06 November 2009

Curse of the Other World, part six


By the time they had all made their way to the drinks tent, navigating the huddle of people who thought standing and chatting around or in front of the bar and blocking everyone else's access was an acceptable social practice, and then fought their way back out of the tent, the re-enactors were taking their positions for the first of the day's events.

'This should be interesting,' said Howard. She hooked her thumb into one of the belt loops on her jeans and sipped beer from a flimsy plastic cup.

'What are they doing?' asked Peter.

'The trial of Mary Jennings. Apparently she was head of a local witch cult, and also the cousin of a local Earl or something.'

The trio found a spot amongst the small crowd where they could get a good view of the performance and settled in to watch as a middle-aged woman in faux medieval finery was dragged kicking and screaming into to a mock courtroom made from plywood daubed with cheap paint. A fat man in black robes sat behind a dais and scowled at the woman as she passed.

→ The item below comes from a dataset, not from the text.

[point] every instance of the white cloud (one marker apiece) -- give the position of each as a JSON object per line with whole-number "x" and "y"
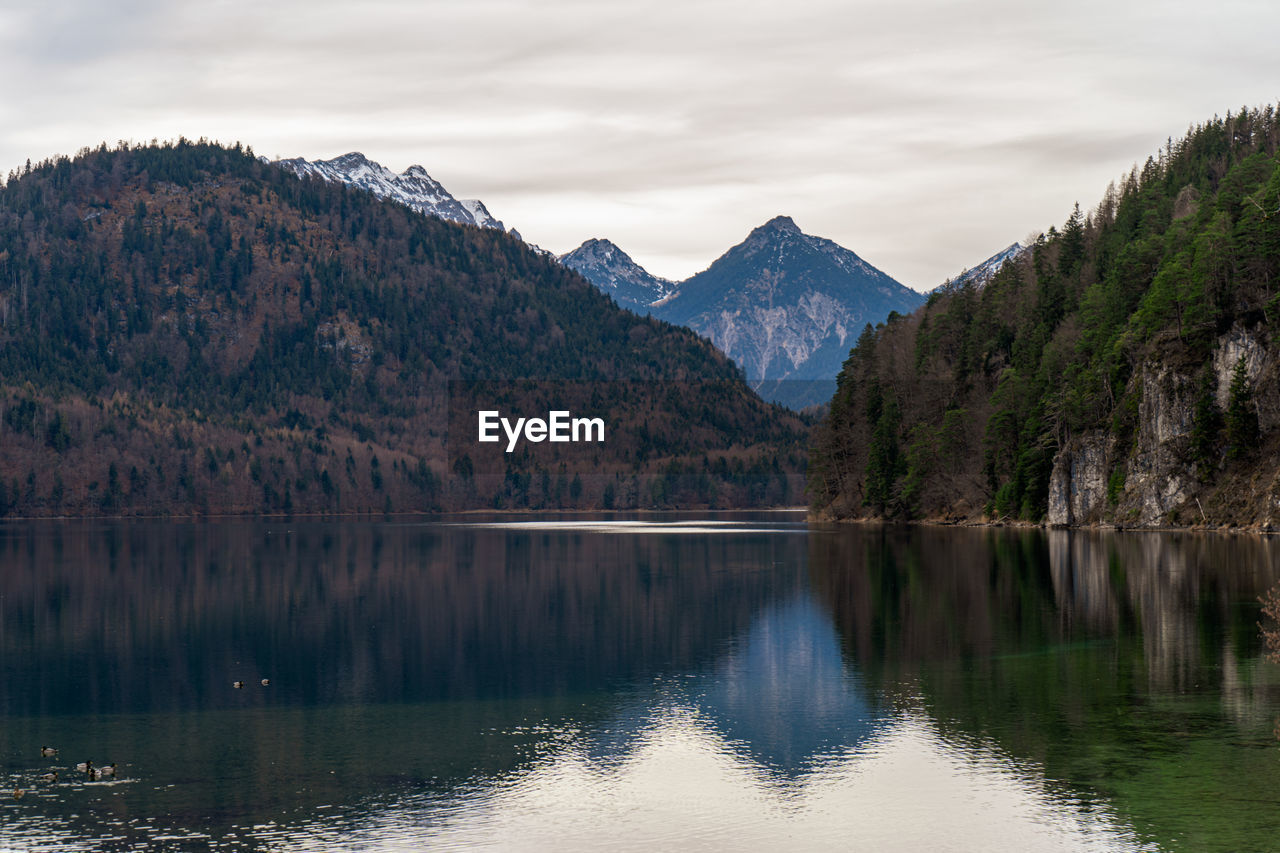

The clerk of the court rose. 'Silence! This court is now in session. Lord Havelock presiding.'

Sarah leaned over and whispered in Peter's ear. 'I don't think that's how it goes.'

'I know,' Peter whispered back. 'But cut them some slack. The guy's clearly nervous.'

The clerk reeled off a list of the defendant's supposed crimes, emphasising words he obviously felt were heinous or would make the poor woman seem more vicious and cruel than she otherwise may. Sarah found her mind wandering, the amateur actor's performance not enthusing her. Her knees ached and there was a deep pain in her right thigh; like someone was trying to cut their way out of the muscle with a needle. She rubbed her leg absent-mindedly while waiting for the man to finish talking.

The defendant spoke only to confirm her name, and did so in a meek voice. Sarah thought she was meant to feel pity for her at this point but found herself unable to do so. The fight had clearly long gone from the woman, leaving her a pathetic shell. Sarah had no time for people who just gave up, or those who encouraged others to do so. She felt an urge to grab the stupid woman by the shoulders and shake some sense into her, all the while screaming “for goodness' sake woman, pull yourself together!”

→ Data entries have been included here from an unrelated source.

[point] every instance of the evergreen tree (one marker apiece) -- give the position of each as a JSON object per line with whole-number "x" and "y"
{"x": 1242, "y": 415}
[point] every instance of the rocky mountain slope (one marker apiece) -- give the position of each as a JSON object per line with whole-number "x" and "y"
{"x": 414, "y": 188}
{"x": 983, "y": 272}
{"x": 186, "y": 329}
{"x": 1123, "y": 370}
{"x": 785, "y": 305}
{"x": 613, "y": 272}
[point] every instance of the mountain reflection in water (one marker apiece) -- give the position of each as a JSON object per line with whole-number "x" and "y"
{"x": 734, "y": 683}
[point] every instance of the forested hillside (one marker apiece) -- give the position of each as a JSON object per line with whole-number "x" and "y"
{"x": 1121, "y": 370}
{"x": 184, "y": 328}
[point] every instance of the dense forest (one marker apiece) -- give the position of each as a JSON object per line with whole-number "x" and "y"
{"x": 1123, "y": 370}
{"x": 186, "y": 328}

'Look at her,' she whispered to Peter. 'She's not even bothering to fight these wankers.'

'She's going to be put to death,' said Peter. 'Have some sympathy.'

'If she's going to die, she literally has nothing to lose by fighting, does she?'

'You really have no sense of empathy, do you?' asked Peter.

The question took Sarah aback. It was not something she had ever thought about.

'Of course I do,' she said. 'Everyone does.'

Peter shook his head. 'Not everyone.'

Sarah shrugged. What did it matter? Feeling sorry would not bring the woman back to life after three hundred years. She turned her attention back to the performance.

The prosecution was quizzing a man about what he had seen Mrs Jennings and her friends doing in the Eshford Woods during the previous winter. The man, was clearly not the sharpest tack in the box and was dressed in the shabbiest clothes Sarah had ever seen; only one stage up from cutting a hole in a potato sack and using it as a robe. He explained how he had not actually seen Mrs Jennings because each of the participants in some obscene dance, which he described in lewd detail and would have demonstrated if not told by the Judge to remain seated, had been wearing deep hoods.

'This is a farce,' Sarah muttered. 'How this ever passed for justice, I'll never know.'

'It's not for us to judge the standards of another age,' said a woman behind and to Sarah's right.

Sarah turned and gave the woman a pitiful glance. 'Like hell it's not. It's our duty as human beings to show up these worthless scum for what they are. Why should they decide what's right and wrong? They don't know the first thing about it!'

Peter put a hand on her shoulder. 'Sarah, please calm down.'

She shrugged his hand away and walked off. He followed close behind.

'What's wrong with you today?' he asked. 'Everything started out so well. What happened?'

I'm in pain, I feel sick and I'm not in the mood to be reminded just how many bigoted scum infect this country, she thought. That's what's wrong.

'I'm just not in the mood for this,' she said. 'Seeing how pathetic little bullies can just get away with such horrible things really doesn't sound like entertainment to me.'

Peter put his arm around her shoulders and walked her back to her car. 'Come on,' he said. 'Let's get you home.'

'What about you? I thought you wanted to see the show.'

'I'll come back later, maybe.'

Sarah looked over at Peter. He smiled the warm, ever-forgiving smile he seemed to reserve for those occasions where she had done something incredibly stupid, or when she had hurt his feeling but he did not want to let on. She knew anyway, of course. She always knew, and if she was honest that was sometimes her aim, but not this time. This time she was just riled because of the pain and sickness mixed with the stupidity of what was being performed.

'I'm sorry, Peter,' she said. 'Go and enjoy the show. I'll get us another drink and see you back there.'

'Only if you're sure you want to stay,' he said.

She kissed him on the cheek. His wiry stubble felt more scratchy than usual against her skin.

'I'm sure,' she said, and meant it for once.